Levy hopes finally dashed
The lingering hopes of introducing a £1 consumer protection levy have been dashed after a narrow vote in the House of Lords.
An amendment to include the levy ahead of yesterdays third reading of the Civil Aviation Bill, was defeated by just four votes, 119 for, to 123 against.
Supporters of the scheme admitted it was the end.
“What happens now? Nothing, that’s it,” said director of the Association of Independent Tour Operators Noel Josephides.
In the Lords, a three-line whip was imposed on Labour members to vote against the levy, which Federation of Tour Operators director general Andy Cooper insisted cost them the vote.
He admitted it finally extinguished hopes of including the levy in the bill.
But he added: “While it is probably lost in the context of the Civil Aviation Bill, 161 MPs have signed an early day motion so there is a groundswell of opinion in favour.
“MPs are aware of the issue and the majority know something needs to be done. We will keep talking to the government to ensure the issue does not go away.”
Despite the optimism, Cooper said it would probably need another high profile failure to spark the government into action.
“I don’t think the government will initiate anything so it almost comes back to something John Harding said a while back about needing a failure to trigger action,” said Cooper, referring to comments by the former ABTA president who said a failure was needed to alert customers to the risk of low cost carriers – only to see his own company collapse.
Josephides, who spent a week at the Lords lobbying members, described the result as “very disappointing.”
“The government should be embarrassed,” he told TravelMole. “We have won the argument but lost the vote.

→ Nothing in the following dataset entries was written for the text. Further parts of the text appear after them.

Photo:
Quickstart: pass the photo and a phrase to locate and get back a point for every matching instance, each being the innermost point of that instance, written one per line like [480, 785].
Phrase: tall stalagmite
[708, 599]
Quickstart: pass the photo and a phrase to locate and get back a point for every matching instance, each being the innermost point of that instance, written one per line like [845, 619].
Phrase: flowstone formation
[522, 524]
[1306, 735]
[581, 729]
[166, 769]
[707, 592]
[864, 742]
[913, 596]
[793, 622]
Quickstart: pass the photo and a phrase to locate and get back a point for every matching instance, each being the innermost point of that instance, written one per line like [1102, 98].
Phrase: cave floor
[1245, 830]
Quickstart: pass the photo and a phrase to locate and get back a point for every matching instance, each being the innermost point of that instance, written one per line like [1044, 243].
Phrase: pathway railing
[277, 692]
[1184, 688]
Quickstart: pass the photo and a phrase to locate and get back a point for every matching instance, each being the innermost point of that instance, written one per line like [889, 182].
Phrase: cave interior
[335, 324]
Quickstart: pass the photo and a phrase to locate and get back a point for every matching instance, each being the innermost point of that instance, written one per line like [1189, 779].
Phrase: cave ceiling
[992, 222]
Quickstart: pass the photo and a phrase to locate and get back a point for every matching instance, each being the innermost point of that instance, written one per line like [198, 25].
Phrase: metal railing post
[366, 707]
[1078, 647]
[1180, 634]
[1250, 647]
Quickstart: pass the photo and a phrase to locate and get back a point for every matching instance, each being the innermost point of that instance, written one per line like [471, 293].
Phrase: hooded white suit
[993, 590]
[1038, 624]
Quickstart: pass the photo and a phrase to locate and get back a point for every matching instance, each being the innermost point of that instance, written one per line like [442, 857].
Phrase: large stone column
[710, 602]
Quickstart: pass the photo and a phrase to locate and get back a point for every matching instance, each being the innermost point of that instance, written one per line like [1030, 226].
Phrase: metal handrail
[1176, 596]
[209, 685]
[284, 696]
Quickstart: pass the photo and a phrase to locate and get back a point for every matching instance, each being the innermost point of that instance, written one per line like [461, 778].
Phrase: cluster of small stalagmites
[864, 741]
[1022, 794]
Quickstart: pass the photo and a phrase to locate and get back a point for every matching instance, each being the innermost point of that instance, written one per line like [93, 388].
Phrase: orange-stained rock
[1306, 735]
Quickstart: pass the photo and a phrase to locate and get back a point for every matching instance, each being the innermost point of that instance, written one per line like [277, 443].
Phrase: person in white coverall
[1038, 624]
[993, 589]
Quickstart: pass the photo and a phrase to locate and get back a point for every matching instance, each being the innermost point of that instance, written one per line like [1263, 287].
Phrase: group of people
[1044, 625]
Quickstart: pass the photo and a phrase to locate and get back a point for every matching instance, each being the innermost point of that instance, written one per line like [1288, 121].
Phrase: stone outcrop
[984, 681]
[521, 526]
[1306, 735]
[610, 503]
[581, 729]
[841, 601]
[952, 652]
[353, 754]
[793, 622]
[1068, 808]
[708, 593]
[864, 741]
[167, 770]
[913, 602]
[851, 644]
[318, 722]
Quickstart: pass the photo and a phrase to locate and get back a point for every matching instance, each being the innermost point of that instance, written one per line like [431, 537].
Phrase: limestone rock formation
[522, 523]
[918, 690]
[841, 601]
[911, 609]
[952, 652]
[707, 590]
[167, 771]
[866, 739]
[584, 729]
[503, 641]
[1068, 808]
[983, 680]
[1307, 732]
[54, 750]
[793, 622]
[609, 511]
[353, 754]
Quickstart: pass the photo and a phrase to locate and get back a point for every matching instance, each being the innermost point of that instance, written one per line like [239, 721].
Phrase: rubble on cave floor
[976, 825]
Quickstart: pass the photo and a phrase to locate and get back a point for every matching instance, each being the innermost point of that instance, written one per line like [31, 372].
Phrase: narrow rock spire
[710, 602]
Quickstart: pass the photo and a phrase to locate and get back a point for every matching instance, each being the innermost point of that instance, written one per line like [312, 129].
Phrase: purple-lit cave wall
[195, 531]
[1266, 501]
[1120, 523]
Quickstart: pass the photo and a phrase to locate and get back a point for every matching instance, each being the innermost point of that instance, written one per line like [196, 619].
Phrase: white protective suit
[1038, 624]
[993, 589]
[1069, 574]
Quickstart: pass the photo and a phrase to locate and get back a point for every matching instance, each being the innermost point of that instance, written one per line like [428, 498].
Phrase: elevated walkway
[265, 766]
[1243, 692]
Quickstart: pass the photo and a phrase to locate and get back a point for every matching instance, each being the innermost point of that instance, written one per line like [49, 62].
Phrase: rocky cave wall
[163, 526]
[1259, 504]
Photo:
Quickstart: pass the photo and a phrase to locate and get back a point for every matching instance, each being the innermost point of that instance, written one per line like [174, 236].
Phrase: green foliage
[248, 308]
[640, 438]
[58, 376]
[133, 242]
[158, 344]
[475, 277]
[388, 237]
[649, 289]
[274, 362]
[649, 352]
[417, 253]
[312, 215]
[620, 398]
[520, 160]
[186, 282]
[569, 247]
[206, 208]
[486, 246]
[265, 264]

“The only reason I can think why a three-line whip was imposed was that Labour had to save face. I assume they are also planning to introduce an airline tax very soon and didn’t want to upset the airlines before then.”
Lord Bradshaw, who tabled the amendment in the Lords, earlier told a debate that the levy would top up the Air Travel Trust Fund and protect customers against the failure of an airline.
“That is an actual and not a theoretical risk, which was brought into sharp focus by the collapse of EUjet only a few months ago when thousands of passengers were stranded,” he said.
“A £1 levy would soon build up to a sizeable sum of money. We have made provision in the amendment, since it was first moved, to arrange for the levy not to be collected once a reasonable sum of money has accumulated.
“It would not be activated again until the money was spent, so it would not be a constant drain. In many respects, it is a deregulatory measure, because a lot of people are not being regulated. We have to face the fact that the ATOL scheme is almost on the point of collapse.”